Selon les résultats de l’étude, divers thèmes liés au sommeil se distinguent selon l’âge. Avant un an, les facteurs incluent l’allaitement, le tempérament de l’enfant, les maladies infantiles, la dépression maternelle, et la sensibilité maternelle. Au cours de la deuxième année, les réveils nocturnes deviennent moins liés au tempérament, et à partir de la troisième année, les maladies infantiles, la dépression et la sensibilité de la mère sont essentiels.
Observations et réflexions
Il en ressort un large éventail de possibilités qui influencent si le bébé fait ses nuits ou non.
L’étude propose des notions rassurantes : une minorité significative d’enfants éprouve des difficultés avec des réveils nocturnes à un moment donné au cours de leurs quatre premières années de vie, avec des estimations variant de 15% à 46%.
Une constatation à retenir est que les réveils nocturnes ne sont pas la partie la plus problématique, mais plutôt l’incapacité de l’enfant à se réendormir seul.
Peut-être que la réactivité des parents face aux réveils infantile est une des causes ?
Les parents qui répondent de façon rapide aux réveils peuvent interférer avec le développement de l’enfant à s’auto-apaiser.
Il est aussi noté que les mères plus sensibles pourraient avoir des enfants qui se réveillent plus souvent, car elles réagissent plus rapidement à leurs pleurs, empêchant ainsi leurs enfants d’apprendre à s’auto-apaiser.
Et chez nous ?
Notre petit Benoit, par exemple, est de ceux qui ont besoin de contact et de réassurance.

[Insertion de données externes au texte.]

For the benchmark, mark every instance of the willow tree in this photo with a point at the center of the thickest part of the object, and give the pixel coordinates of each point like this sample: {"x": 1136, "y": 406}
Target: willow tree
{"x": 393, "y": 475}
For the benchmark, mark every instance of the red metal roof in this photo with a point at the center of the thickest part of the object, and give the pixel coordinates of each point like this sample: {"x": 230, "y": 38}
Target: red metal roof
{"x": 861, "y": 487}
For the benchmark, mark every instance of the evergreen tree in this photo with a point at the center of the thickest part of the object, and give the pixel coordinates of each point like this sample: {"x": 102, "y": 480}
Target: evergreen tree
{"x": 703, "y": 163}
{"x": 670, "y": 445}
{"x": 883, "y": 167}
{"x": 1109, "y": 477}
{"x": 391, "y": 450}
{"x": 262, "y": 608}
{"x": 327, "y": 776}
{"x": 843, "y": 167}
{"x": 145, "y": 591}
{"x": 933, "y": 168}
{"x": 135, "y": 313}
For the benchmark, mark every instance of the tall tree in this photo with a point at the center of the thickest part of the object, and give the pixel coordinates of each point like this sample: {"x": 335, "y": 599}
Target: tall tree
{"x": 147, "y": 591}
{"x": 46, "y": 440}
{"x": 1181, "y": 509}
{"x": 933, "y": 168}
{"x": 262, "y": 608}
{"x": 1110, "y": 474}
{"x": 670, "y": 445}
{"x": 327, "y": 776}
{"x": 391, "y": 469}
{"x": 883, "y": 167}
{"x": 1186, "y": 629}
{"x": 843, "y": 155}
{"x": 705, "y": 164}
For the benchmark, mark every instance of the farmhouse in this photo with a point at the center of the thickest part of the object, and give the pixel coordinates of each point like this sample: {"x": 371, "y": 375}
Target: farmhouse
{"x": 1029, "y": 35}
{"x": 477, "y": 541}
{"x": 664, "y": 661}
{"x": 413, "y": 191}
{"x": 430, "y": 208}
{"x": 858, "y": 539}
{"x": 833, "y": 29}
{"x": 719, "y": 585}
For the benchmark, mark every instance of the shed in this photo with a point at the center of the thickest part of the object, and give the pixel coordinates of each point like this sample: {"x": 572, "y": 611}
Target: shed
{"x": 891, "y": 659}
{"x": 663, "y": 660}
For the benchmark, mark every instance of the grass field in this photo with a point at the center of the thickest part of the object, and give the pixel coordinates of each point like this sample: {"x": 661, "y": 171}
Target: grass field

Il a maintenant 20 mois, et au fil du temps, notre entourage a cessé de poser la question « Il fait ses nuits ? ».
À sa naissance, durant mes sept mois de congé parental, cela ne m’inquiétait pas vraiment. Je pouvais me reposer le matin ou durant la journée, sans stress lié au travail.
Lorsque j’ai repris le travail, l’allaitement nocturne ne me dérangeait pas. Martin se rendormait rapidement après ses réveils, qui étaient assez courts.
Au fil des mois, nous avons essayé diverses techniques pour le sommeil, mais il y a encore des nuits entrecoupées de réveils.
Nous avons tenté des méthodes comme l’homéopathie pour les cauchemars, les rituels, l’utilisation de veilleuses, et plus encore. Mais cela a donné des résultats variés.
Il y avait des nuits avec et d’autres sans soucis de sommeil.
Aujourd’hui, nous essayons de nous adapter, incluant des moments de repos pour chaque parent, et parfois, nous avons la chance de dormir jusqu’à 9h30 ou 10h !
C’est un miracle que nous savourons !
En résumé, il est crucial de garder des attentes réalistes sur le sommeil des jeunes enfants, car ce sont les peurs et les angoisses que chaque parent doit gérer.
Les parents doivent être conscients qu’il n’y a pas de données fiables sur l’impact à long terme des méthodes de contrôle des pleurs.